After a few minutes he was back, functioning, sitting at the counter between Sophie and Jane, drinking a cup of coffee. “You think I’m just imagining all this, then?”

Jane sighed. “Charlie, Rachel was the center of your universe. Anyone who saw you guys together knew that. Your life revolved around her. With Rachel gone, it’s like you have no center, nothing to ground you, you’re all wobbly and unstable, so things seem unreal. But you do have a center.”

“I do?”

“It’s you. I don’t have a Rachel, or anyone like her on the horizon, but I’m not spinning out of control.”

“So you’re saying I need to be self-centered, like you?”

“I guess I am. Do you think that makes me a bad person?”

“Do you care?”

“Good point. Are you going to be okay? I need to go buy some yoga DVDs. I’m starting a class tomorrow.”

“If you’re going to take a class, then why do you need DVDs?”

“I have to look like I know what I’m doing or no one will go out with me. You going to be okay?”

“I’ll be okay. I just can’t go in the kitchen, or look at anything in the apartment, or listen to music, or watch TV.”

“Okay then, have fun,” Jane said, tweaking the baby’s nose on the way out the door.

When she was gone, Charlie sat at the counter for a while looking at baby Sophie. Strangely enough, she was the only thing in the apartment that didn’t remind him of Rachel. She was a stranger. She looked at him—those wide blue eyes—with sort of an odd, glazed look.
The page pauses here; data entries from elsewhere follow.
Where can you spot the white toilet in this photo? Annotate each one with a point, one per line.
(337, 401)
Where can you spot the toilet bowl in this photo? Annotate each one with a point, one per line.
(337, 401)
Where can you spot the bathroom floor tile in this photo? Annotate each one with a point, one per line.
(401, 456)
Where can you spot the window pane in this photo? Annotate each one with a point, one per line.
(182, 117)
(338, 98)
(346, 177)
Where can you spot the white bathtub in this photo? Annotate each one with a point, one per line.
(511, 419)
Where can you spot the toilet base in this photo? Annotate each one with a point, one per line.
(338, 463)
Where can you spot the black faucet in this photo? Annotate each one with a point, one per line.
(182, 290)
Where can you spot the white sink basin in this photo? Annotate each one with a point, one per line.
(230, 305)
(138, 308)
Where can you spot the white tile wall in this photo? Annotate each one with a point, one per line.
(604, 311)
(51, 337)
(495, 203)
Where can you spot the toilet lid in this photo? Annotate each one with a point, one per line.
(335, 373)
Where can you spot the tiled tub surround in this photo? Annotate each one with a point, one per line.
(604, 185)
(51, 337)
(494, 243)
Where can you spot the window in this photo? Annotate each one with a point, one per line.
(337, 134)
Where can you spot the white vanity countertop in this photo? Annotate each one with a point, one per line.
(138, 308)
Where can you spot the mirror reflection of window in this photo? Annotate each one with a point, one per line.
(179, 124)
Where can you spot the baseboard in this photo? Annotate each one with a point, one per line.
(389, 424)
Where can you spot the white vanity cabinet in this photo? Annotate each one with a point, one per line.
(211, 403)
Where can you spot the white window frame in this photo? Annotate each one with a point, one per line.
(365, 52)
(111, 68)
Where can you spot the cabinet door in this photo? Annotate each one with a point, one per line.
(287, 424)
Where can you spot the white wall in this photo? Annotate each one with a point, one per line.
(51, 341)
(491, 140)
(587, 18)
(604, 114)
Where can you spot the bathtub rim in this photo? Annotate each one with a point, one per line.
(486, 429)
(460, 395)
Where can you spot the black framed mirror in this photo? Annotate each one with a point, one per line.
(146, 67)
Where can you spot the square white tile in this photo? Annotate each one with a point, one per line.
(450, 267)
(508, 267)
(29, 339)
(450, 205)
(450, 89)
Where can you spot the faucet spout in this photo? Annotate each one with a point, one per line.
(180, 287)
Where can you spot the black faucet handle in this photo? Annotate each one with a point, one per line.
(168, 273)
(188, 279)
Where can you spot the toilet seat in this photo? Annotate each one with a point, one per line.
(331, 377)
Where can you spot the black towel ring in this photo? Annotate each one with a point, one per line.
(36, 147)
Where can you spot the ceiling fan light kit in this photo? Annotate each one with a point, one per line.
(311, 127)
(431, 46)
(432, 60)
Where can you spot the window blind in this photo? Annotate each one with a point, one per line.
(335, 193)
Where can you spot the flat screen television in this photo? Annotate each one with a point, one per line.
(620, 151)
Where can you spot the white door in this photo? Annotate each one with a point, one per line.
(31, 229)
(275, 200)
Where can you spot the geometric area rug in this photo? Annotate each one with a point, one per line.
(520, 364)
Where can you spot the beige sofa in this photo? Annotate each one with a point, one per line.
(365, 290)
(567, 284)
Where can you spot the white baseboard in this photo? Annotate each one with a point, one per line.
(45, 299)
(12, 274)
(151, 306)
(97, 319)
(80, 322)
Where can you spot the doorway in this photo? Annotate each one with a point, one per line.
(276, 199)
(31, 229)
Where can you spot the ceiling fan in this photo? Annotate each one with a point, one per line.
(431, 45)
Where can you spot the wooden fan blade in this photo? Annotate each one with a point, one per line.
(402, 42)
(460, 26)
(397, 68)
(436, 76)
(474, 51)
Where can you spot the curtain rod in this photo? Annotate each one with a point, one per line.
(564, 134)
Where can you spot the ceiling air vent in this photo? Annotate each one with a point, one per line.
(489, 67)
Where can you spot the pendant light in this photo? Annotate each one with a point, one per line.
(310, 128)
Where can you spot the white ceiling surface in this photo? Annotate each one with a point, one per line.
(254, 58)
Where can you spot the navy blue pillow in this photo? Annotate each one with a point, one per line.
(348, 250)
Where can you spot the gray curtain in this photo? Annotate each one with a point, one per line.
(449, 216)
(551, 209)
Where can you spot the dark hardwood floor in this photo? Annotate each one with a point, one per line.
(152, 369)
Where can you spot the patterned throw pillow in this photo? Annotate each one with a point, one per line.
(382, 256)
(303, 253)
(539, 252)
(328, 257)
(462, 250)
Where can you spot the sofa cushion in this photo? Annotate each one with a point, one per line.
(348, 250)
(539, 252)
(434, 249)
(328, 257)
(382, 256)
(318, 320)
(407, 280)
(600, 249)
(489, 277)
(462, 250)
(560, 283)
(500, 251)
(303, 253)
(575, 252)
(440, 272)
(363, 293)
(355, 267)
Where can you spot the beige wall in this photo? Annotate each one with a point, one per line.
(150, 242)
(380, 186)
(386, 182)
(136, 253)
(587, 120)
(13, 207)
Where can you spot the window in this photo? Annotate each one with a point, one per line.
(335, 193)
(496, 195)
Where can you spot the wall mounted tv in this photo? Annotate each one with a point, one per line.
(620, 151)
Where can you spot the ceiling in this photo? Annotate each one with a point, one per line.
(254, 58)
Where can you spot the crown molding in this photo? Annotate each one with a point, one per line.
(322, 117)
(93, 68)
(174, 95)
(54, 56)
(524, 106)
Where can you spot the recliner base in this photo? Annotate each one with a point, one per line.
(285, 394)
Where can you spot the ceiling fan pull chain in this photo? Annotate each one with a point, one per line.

Not with the adoration or wonder that you might expect, more like she’d been drinking and would be leaving as soon as she found her car keys.

“Sorry,” Charlie said, averting his gaze to a stack of unpaid bills by the phone. He could feel the kid watching him, wondering, he thought, how many terry-cloth puppet people she’d have to blow to get a decent father over here. Still, he checked that she was securely strapped in her chair, then went off to grab the undone laundry, because he was, in fact, going to be a very good father.